Final answer:
To find the time for 90% of test takers to complete a test normally distributed with a mean of 55 minutes and standard deviation of 6 minutes, use the Z-score formula to determine that approximately 62.68 minutes is sufficient. To find the proportion who need more than 70 minutes, calculate a Z-score of 2.5, which correlates to about 0.62% of students needing special arrangements.
Step-by-step explanation:
The question concerns the normal distribution of test completion times, with a mean of 55 minutes and a standard deviation of 6 minutes. To find the time needed to finish the test for 90% of test takers, we can use the Z-score table and look for the value that corresponds to the 90th percentile, which is approximately 1.28. We then apply the formula: X = μ + Z*σ, where X is the time for the 90th percentile, μ is the mean, Z is the Z-score, and σ is the standard deviation.
To calculate this, X = 55 + (1.28 * 6), which gives us X ≈ 62.68 minutes.

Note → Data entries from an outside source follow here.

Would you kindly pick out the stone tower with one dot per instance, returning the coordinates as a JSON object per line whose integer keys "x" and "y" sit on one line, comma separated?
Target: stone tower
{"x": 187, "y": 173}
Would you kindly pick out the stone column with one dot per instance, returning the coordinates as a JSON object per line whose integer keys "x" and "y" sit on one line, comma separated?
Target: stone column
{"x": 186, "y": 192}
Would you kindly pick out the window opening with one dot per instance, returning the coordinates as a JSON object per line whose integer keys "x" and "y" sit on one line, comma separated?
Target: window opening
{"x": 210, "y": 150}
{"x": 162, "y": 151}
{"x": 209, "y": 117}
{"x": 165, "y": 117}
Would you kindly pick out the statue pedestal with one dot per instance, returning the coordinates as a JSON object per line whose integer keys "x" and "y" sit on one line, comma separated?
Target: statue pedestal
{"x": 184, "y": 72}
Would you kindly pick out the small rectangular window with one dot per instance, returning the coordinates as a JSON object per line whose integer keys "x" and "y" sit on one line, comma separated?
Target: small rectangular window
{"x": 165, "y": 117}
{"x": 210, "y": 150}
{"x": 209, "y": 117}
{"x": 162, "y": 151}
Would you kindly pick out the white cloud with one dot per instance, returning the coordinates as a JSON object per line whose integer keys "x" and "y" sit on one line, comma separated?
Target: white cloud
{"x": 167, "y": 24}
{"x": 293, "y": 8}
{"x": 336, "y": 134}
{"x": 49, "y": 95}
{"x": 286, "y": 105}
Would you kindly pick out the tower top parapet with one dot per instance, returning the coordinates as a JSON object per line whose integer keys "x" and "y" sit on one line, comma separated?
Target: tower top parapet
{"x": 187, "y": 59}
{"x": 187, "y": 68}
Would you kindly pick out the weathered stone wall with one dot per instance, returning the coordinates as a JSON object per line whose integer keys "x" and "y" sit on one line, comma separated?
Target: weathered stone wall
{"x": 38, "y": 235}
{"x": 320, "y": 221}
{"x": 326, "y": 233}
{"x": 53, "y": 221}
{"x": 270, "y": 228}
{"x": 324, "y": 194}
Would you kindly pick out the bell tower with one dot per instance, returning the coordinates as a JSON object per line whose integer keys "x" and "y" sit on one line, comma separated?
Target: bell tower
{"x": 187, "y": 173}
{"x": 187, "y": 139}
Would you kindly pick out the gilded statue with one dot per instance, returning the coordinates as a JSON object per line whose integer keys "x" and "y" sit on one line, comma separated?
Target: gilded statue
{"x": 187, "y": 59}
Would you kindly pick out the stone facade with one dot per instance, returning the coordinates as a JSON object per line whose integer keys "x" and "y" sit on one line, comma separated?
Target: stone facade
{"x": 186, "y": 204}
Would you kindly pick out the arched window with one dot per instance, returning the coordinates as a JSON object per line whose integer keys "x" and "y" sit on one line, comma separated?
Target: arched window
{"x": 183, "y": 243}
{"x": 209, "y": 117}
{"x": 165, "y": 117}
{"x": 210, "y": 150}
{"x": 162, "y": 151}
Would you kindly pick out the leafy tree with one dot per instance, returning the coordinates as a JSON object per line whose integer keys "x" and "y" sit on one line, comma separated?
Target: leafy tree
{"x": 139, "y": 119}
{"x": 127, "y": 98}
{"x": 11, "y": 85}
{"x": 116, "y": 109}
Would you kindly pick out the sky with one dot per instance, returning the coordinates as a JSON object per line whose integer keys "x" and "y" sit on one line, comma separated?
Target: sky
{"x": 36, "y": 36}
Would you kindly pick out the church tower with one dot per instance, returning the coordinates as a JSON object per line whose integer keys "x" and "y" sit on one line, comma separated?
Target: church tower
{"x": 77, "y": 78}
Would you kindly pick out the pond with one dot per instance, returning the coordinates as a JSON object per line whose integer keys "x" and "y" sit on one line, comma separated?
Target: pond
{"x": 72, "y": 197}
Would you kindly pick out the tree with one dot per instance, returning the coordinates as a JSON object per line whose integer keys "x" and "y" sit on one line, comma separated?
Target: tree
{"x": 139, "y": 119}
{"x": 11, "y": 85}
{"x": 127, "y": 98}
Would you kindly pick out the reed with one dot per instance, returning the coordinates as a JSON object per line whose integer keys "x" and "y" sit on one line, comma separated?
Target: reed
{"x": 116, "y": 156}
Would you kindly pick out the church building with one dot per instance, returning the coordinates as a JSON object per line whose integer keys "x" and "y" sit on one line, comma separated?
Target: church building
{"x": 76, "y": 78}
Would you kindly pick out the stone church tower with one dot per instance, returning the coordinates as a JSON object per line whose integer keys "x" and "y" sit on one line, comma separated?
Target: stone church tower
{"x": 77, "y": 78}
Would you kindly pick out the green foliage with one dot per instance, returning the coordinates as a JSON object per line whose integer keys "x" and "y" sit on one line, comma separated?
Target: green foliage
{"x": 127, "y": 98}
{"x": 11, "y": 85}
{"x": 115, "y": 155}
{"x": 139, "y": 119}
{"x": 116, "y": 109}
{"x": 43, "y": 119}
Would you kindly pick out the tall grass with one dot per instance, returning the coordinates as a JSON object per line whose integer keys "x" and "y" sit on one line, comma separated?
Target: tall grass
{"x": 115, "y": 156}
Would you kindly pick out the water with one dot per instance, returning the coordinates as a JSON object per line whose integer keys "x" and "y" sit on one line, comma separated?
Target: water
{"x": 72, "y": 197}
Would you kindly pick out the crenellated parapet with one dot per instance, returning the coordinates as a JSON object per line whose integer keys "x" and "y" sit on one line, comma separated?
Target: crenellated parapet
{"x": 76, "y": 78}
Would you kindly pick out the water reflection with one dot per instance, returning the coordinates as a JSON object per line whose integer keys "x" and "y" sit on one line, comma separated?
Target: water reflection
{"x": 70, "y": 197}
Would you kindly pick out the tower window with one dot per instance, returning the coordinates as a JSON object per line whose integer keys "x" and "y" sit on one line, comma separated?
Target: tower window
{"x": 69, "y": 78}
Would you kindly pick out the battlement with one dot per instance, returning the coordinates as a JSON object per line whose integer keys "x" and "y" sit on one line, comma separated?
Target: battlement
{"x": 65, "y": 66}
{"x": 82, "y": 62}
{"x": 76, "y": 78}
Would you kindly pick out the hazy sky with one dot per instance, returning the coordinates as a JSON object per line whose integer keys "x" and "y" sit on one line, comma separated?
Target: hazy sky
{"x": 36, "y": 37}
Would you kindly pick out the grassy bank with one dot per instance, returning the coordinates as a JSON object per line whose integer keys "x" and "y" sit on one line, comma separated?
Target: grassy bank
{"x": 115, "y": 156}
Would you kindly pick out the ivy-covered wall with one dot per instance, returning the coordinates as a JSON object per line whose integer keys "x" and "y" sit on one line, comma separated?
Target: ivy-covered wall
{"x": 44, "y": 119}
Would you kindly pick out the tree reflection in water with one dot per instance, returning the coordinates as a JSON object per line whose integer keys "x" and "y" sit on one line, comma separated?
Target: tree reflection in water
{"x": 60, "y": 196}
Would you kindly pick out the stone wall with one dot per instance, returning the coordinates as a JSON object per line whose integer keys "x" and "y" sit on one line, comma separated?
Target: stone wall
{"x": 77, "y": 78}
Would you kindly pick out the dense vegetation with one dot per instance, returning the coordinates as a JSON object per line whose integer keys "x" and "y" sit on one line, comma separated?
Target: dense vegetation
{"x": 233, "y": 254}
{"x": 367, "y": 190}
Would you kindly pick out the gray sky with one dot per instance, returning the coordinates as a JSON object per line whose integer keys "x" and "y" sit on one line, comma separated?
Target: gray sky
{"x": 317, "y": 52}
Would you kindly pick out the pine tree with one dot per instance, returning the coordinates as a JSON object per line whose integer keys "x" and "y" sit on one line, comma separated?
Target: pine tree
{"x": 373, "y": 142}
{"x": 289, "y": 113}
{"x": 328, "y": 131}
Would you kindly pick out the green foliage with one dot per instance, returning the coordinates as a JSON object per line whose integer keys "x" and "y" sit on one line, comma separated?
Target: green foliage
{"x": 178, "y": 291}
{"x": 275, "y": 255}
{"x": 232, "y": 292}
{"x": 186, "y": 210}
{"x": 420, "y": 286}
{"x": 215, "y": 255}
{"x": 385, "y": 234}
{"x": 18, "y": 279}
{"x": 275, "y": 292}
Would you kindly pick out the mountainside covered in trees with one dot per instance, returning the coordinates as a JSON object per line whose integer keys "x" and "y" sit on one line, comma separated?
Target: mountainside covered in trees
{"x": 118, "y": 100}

Therefore, approximately 62.68 minutes is enough time to finish the test for 90% of the test takers.
To find the proportion of students who need more than 70 minutes for the test, and hence require special arrangements, we calculate the Z-score for 70 minutes: Z = (X - μ) / σ, which is (70 - 55) / 6 ≈ 2.5. Referring to the Z-score table, a Z-score of 2.5 corresponds to a cumulative proportion of about 0.9938. Therefore, the proportion of students expected to finish the test in less than 70 minutes is 0.9938, and the proportion of students who need special arrangements is 1 - 0.9938 ≈ 0.0062 or 0.62%.